What new secretaries should know when starting a new job

Before starting a new position, these are our top four tips for secretaries to help make a good impression and be successful on the job.


Be polite and friendly to everyone you meet

While this might seem like stating the obvious, you definitely want to be sure that you’re polite and friendly to everyone you meet that first day, from the person working in the parking garage, to the receptionist, to anyone you meet in the hallways. You don’t yet know who everyone is, or any of the office politics, and you want to make sure that you don’t make a bad impression. You also want to make sure that you don’t step on anyone’s toes that you might need to help you later on, especially if you need to ask a favor for your boss, department, or office. Besides, being polite and friendly is also just the decent thing to do.

Take notes – and not just mental ones

This isn’t a memory contest, and although you might think that your boss or the executives might be more impressed if you show them how good you are at remembering what they say, they’ll be more impressed if you get it right. Don’t be afraid to take notes during meetings, for requests, or even for simple logistics like where the office supplies are, and where to go for lunch. You’ll have a lot of information thrown at you in the first days of your new job, and it’s entirely possible (and understandable) that you’ll forget something. So jot it down so you won’t forget!

Be observant

Even if you have some downtime, waiting for your boss to finish a meeting, or in a group
orientation or gathering, be observant. See who speaks to whom, what the cliques seem to be, and if there are any obvious hierarchies in the office that might not be officially acknowledged. All offices have internal politics going on, and you want to at least grasp the basics of these so that you don’t accidently become a target or victim of grudges, gossip, or outright favoritism.

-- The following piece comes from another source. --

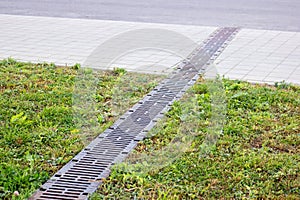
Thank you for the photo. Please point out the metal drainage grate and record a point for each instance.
(83, 174)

Don’t be afraid to ask for preferences

Especially if you’re working for an individual who might be far up the food chain, you want to make sure you know what his or her preferences are. If the departing secretary doesn’t have a record of these (such as favorite lunch, drink preference, or way she or he likes phone logs to be kept), then don’t be afraid to ask. It’s quicker than trying to guess, and as long as you ask once, and don’t forget – you won’t look forgetful or inexperienced. Again, write down anything you think you might need to remember later, even if it’s something as simple as shirt size, allergies, or address.